People have lived in Castro Laboreiro, where northern Portugal borders Spain, long enough to have built megaliths in the mountainous countryside and a pre-Romanesque church, from 1,100 years ago, in the village itself. But the old rural population has dwindled away, leaving behind mostly elders yearning for their vanishing culture.
Roughly half the area once grazed by sheep, goats, and cattle is now unused and reverting to nature, meaning that wolves, bears, wild boars, and other species have rebounded in their old habit. Iberian ibex and griffon vultures thrive where they were extinct, or nearly so, as recently as the 1990s. So what feels like loss to some village residents, looks to others like a great recovery.

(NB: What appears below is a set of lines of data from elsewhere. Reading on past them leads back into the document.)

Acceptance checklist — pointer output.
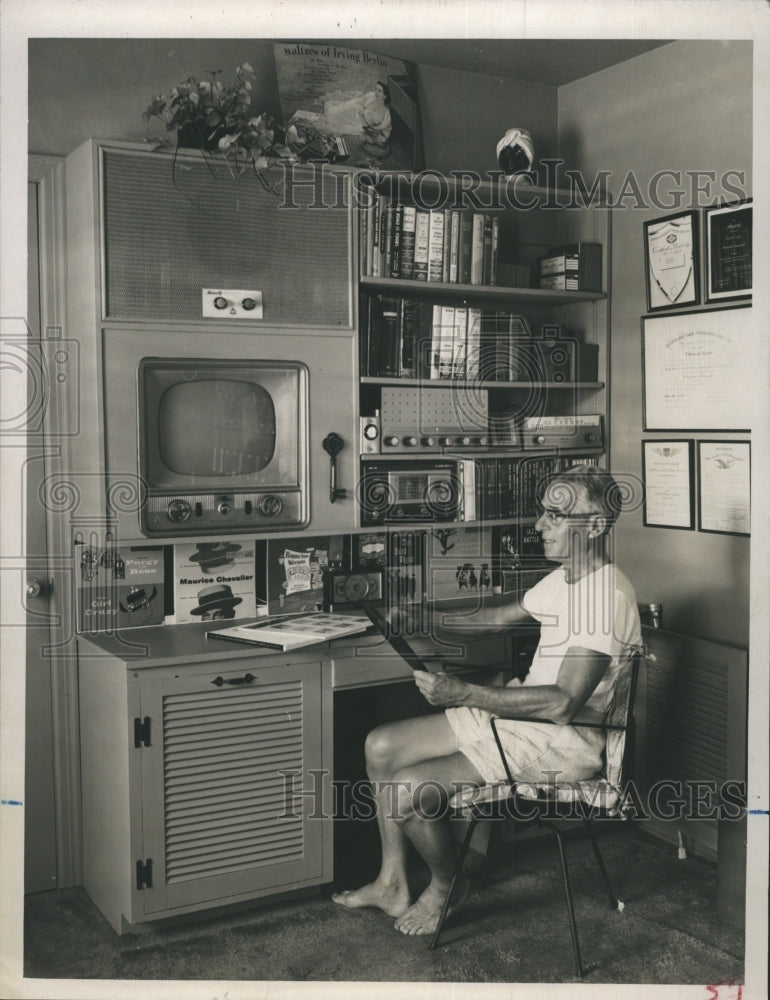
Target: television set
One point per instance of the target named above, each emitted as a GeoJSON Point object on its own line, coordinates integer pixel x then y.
{"type": "Point", "coordinates": [222, 445]}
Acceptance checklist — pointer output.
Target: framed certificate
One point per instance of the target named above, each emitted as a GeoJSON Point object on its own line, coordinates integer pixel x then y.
{"type": "Point", "coordinates": [697, 372]}
{"type": "Point", "coordinates": [724, 490]}
{"type": "Point", "coordinates": [671, 261]}
{"type": "Point", "coordinates": [669, 495]}
{"type": "Point", "coordinates": [728, 252]}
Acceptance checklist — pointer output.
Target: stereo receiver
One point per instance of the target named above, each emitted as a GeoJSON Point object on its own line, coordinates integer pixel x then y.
{"type": "Point", "coordinates": [405, 492]}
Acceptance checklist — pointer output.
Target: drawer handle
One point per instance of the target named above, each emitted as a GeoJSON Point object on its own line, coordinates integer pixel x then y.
{"type": "Point", "coordinates": [246, 679]}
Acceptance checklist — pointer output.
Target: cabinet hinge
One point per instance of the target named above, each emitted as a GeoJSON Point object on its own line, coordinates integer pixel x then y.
{"type": "Point", "coordinates": [142, 732]}
{"type": "Point", "coordinates": [144, 874]}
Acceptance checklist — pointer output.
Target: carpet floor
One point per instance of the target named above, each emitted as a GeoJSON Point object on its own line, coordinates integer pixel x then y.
{"type": "Point", "coordinates": [514, 929]}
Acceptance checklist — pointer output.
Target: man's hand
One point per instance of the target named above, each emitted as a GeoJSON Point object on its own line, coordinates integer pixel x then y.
{"type": "Point", "coordinates": [441, 689]}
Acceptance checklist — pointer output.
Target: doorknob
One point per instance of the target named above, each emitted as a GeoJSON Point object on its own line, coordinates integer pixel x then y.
{"type": "Point", "coordinates": [33, 587]}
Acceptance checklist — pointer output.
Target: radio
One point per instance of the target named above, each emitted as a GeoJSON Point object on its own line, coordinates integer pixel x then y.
{"type": "Point", "coordinates": [583, 431]}
{"type": "Point", "coordinates": [554, 361]}
{"type": "Point", "coordinates": [430, 420]}
{"type": "Point", "coordinates": [350, 588]}
{"type": "Point", "coordinates": [393, 492]}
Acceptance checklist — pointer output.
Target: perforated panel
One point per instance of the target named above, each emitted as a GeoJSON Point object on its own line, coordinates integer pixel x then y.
{"type": "Point", "coordinates": [168, 234]}
{"type": "Point", "coordinates": [223, 753]}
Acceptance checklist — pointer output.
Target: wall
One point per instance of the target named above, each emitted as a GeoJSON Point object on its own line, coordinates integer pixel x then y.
{"type": "Point", "coordinates": [686, 106]}
{"type": "Point", "coordinates": [83, 87]}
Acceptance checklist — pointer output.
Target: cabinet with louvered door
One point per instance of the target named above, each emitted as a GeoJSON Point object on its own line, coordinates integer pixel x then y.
{"type": "Point", "coordinates": [216, 754]}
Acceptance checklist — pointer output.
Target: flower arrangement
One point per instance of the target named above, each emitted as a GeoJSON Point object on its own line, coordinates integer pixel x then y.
{"type": "Point", "coordinates": [217, 118]}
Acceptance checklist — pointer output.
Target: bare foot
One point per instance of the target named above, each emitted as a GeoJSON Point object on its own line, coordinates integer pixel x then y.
{"type": "Point", "coordinates": [422, 916]}
{"type": "Point", "coordinates": [393, 898]}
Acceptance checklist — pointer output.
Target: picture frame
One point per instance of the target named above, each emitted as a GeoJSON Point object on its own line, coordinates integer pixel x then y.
{"type": "Point", "coordinates": [694, 370]}
{"type": "Point", "coordinates": [672, 261]}
{"type": "Point", "coordinates": [729, 230]}
{"type": "Point", "coordinates": [669, 483]}
{"type": "Point", "coordinates": [724, 487]}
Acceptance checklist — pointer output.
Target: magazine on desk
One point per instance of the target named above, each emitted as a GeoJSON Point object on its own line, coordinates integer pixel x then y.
{"type": "Point", "coordinates": [294, 631]}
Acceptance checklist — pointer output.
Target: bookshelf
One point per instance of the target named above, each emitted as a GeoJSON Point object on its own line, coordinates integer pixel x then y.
{"type": "Point", "coordinates": [407, 367]}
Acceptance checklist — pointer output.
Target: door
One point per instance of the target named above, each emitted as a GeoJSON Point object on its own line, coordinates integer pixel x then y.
{"type": "Point", "coordinates": [229, 748]}
{"type": "Point", "coordinates": [39, 800]}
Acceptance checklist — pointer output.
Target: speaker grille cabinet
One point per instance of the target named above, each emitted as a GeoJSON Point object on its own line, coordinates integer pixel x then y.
{"type": "Point", "coordinates": [170, 232]}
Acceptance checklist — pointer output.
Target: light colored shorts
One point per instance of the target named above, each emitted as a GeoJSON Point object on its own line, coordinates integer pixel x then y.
{"type": "Point", "coordinates": [531, 748]}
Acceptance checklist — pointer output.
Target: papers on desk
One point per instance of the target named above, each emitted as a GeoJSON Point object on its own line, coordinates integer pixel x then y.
{"type": "Point", "coordinates": [294, 631]}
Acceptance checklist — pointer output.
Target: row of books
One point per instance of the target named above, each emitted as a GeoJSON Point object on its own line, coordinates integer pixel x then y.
{"type": "Point", "coordinates": [417, 338]}
{"type": "Point", "coordinates": [498, 488]}
{"type": "Point", "coordinates": [443, 245]}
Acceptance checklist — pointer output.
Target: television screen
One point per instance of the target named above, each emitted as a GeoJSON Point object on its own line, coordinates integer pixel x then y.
{"type": "Point", "coordinates": [216, 427]}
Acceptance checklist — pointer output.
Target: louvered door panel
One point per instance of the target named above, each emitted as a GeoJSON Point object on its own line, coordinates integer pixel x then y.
{"type": "Point", "coordinates": [220, 813]}
{"type": "Point", "coordinates": [691, 726]}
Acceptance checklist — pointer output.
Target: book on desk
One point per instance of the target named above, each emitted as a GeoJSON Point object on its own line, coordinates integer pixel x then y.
{"type": "Point", "coordinates": [289, 632]}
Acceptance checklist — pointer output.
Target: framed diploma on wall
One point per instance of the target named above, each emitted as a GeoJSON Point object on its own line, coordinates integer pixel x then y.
{"type": "Point", "coordinates": [671, 261]}
{"type": "Point", "coordinates": [669, 495]}
{"type": "Point", "coordinates": [697, 371]}
{"type": "Point", "coordinates": [724, 487]}
{"type": "Point", "coordinates": [728, 252]}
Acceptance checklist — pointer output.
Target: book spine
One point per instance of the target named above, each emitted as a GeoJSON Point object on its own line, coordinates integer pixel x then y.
{"type": "Point", "coordinates": [436, 245]}
{"type": "Point", "coordinates": [465, 248]}
{"type": "Point", "coordinates": [460, 342]}
{"type": "Point", "coordinates": [406, 257]}
{"type": "Point", "coordinates": [421, 245]}
{"type": "Point", "coordinates": [408, 367]}
{"type": "Point", "coordinates": [446, 349]}
{"type": "Point", "coordinates": [395, 261]}
{"type": "Point", "coordinates": [435, 347]}
{"type": "Point", "coordinates": [454, 247]}
{"type": "Point", "coordinates": [477, 249]}
{"type": "Point", "coordinates": [473, 344]}
{"type": "Point", "coordinates": [447, 249]}
{"type": "Point", "coordinates": [495, 254]}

Places like Castro Laboreiro are of course everywhere. Abandonment of rural lands has become one of the most dramatic planet-wide changes of our time, affecting millions of square miles of land. Partly it’s a product of rural flight, and the economic, social, and educational appeal of cities. Partly it’s about larger forces like climate change and globalization of the food supply chain. But the result, according to a new study in Nature Ecology and Evolution, is that the global footprint of agriculture has “started decreasing in size during the past two decades, with more land now being abandoned from agriculture than converted to it, especially in Western Europe and North America.” (This change doesn’t appear to have affected global food supply, at least not yet, because the land lost was marginal to start with, and farming elsewhere has become more productive.)
The study, by researchers from the University of Minnesota, found that abandoned lands can take decades or even centuries to recover their original biodiversity and productivity. But it termed land abandonment “an unprecedented opportunity for ecological restoration efforts to help to mitigate a sixth mass extinction and its consequences for human wellbeing.” Indeed, by some accounts, a more aggressive—and evidence-based — approach to restoring abandoned lands could bring about major progress in both the climate and extinction emergencies.